It makes a good argument against Luttwak, but it's a well-written post overall. When he says that we need to consider Luttwak's allegiances, it's at best a bad joke. In general, the piece doesn't flow very well, and the important argument about Luttwak is wrong is made in points three and four, while the earlier material is less relevant (and the international law argument doesn't make much sense, anyway).

Doug H. wins the prize for being the only commenter not to drop a negative so far. Yglesiitis is catching.

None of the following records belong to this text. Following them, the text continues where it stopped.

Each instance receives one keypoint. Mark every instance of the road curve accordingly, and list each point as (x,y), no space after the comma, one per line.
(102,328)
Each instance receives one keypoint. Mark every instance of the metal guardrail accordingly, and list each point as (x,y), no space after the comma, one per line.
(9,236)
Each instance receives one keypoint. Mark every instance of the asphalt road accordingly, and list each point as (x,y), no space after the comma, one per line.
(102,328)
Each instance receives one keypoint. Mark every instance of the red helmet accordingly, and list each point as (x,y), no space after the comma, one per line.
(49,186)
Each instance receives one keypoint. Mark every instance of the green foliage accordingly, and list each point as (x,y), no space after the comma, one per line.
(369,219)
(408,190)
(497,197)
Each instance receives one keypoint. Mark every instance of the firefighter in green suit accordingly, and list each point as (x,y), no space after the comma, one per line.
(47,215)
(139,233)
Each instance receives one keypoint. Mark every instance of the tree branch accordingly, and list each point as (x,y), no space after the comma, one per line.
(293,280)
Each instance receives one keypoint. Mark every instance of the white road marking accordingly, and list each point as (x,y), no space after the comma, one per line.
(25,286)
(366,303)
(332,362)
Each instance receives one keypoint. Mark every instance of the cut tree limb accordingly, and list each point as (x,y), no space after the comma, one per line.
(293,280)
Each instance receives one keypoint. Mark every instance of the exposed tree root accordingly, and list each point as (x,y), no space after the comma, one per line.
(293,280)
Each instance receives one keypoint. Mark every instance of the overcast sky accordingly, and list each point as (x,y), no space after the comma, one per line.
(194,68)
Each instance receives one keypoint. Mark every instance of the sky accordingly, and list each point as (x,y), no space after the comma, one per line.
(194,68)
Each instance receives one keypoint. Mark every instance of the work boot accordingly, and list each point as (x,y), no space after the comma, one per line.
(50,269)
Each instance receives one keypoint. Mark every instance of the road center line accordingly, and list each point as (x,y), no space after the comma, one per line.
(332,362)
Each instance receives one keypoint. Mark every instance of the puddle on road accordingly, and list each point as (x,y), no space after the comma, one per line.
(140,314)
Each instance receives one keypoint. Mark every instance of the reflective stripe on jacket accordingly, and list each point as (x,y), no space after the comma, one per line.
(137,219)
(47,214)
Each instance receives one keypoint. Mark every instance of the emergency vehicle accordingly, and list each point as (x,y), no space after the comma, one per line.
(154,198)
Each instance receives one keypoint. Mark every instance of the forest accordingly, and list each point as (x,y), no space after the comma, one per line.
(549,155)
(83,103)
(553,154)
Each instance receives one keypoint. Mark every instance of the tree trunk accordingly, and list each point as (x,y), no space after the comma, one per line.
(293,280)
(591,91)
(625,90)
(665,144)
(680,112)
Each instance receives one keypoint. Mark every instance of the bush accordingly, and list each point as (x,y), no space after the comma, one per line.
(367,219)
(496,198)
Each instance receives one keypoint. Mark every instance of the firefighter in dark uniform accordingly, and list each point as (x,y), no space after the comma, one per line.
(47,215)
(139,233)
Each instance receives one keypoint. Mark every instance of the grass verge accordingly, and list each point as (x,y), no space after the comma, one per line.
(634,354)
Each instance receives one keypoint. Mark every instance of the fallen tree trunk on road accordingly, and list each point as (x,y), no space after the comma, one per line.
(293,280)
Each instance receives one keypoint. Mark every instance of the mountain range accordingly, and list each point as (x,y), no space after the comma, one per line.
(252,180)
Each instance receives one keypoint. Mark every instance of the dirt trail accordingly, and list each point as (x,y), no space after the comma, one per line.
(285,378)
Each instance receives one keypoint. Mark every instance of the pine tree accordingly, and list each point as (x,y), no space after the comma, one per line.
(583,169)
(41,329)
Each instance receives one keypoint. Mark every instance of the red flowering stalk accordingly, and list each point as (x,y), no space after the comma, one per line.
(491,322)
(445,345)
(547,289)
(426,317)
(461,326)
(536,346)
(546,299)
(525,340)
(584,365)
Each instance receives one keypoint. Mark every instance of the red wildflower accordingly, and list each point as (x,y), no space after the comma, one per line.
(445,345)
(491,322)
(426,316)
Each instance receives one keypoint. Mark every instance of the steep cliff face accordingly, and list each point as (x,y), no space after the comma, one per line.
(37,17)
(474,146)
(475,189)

Speaking of profanity, can in interject here that Joe Lieberman is a fucking back stabbing piece of skunk sprayed dog shit?

sirs,

i would respectfully submit that such vulgarity does not add any credit upon your characters!

yours truly,
c.v. snicker

Razib: Yeah, but the US is a lot more like India than like Pakistan. I don't think most extremists are even so extreme as to assume a particular wacked interpretation of Sharia law applies in the US.

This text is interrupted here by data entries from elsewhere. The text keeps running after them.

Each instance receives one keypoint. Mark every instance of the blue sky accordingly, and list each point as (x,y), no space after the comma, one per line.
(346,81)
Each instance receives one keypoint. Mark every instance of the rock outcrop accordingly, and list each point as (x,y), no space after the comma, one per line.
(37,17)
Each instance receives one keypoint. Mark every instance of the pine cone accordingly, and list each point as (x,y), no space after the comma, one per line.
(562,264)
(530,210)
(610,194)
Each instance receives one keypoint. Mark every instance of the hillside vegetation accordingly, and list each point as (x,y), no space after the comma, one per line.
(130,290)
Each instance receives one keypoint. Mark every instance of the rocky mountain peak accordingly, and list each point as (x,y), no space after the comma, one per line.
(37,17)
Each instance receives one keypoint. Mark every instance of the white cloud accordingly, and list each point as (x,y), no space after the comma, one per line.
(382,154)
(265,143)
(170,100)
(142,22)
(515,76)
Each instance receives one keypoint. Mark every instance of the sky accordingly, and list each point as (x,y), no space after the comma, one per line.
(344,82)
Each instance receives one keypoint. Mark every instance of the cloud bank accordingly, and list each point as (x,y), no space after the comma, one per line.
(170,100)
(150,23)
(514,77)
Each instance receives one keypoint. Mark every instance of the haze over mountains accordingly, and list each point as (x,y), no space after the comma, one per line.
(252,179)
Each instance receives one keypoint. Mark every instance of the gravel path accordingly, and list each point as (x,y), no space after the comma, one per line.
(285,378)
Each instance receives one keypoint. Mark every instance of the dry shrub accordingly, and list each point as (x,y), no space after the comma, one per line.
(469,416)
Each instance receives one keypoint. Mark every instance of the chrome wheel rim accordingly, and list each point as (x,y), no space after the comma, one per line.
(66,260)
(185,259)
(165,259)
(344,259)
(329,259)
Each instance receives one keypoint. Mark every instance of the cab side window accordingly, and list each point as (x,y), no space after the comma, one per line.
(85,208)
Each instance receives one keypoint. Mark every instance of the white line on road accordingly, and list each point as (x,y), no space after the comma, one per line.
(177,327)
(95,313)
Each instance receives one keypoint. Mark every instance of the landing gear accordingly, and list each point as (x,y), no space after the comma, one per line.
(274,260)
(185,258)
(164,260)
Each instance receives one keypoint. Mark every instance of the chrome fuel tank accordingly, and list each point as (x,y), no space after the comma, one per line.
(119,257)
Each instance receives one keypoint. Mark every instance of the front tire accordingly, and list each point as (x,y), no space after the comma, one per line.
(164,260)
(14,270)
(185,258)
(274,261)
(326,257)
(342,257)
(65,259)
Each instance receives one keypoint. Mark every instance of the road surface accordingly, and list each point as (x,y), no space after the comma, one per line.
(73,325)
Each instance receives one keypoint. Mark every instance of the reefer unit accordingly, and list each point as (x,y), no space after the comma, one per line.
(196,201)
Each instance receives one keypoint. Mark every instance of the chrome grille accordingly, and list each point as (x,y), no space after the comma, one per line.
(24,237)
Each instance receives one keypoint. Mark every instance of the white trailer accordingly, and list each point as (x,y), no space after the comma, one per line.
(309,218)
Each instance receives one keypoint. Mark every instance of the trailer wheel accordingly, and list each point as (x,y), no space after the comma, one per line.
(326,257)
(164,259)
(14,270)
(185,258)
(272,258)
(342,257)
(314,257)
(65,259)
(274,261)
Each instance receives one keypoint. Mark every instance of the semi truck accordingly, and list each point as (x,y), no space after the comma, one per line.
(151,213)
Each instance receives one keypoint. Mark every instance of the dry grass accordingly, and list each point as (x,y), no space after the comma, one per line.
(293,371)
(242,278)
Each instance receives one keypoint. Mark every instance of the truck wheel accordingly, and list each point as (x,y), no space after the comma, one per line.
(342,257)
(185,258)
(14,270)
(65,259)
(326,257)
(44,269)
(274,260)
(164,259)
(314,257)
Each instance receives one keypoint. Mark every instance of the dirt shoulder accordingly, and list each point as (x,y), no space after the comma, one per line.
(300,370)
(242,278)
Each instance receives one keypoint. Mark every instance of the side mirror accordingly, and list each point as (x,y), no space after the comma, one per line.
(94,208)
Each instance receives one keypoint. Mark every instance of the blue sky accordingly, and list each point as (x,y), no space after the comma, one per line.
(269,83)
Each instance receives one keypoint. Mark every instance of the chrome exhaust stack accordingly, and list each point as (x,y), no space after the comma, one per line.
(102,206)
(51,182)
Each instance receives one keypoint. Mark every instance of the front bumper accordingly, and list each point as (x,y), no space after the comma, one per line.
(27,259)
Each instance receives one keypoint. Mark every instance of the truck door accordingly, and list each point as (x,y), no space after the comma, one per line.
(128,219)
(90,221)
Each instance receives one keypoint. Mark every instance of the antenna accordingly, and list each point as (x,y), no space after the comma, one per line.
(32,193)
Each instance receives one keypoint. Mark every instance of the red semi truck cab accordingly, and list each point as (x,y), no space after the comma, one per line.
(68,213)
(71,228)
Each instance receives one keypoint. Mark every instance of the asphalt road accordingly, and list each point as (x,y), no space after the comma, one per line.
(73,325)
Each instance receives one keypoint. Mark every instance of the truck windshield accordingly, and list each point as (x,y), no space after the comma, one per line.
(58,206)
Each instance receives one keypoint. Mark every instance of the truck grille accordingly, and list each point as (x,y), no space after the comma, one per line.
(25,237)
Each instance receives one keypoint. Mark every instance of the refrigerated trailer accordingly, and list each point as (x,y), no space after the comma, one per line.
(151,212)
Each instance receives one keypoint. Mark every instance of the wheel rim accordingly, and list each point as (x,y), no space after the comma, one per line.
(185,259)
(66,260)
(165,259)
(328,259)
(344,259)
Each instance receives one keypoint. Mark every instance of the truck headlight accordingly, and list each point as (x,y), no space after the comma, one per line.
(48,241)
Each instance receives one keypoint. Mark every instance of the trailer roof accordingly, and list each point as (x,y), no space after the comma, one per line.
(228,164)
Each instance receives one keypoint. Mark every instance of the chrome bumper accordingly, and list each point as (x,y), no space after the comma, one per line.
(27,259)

Washer: He structured the points oddly, in that the two easy for anyone to understand points are at the end; I assume this is due to a peeve regarding the misrepresentation of Islamic law, and of Muslims understanding of where Islamic law does and does not apply, which is stronger for anyone well versed in such but weaker for the general public. Still, good he got this out there quickly--I can observe that non-Muslim NYTimes columnists issuing fatwas is rather inappropriate, but I can't cite chapter and verse and Atawaz can.

Yglesiitis is catching.

Across blogs too: the linked post spells Luttwak's name wrong each and every time it appears.

So we're supposed to bow to religious fanatics now??

Why not just say "in a good HuffPost" instead of "in a good HuffPo post?"

You can start a trend!

"Shit" is still considered profane in some quarters? How quaint.

Yeah, but the US is a lot more like India than like Pakistan. I don't think most extremists are even so extreme as to assume a particular wacked interpretation of Sharia law applies in the US.

i thought luttwak's op-ed presupposed obama visiting muslim countries?

Yeah, but the US is a lot more like India than like Pakistan. I don't think most extremists are even so extreme as to assume a particular wacked interpretation of Sharia law applies in the US.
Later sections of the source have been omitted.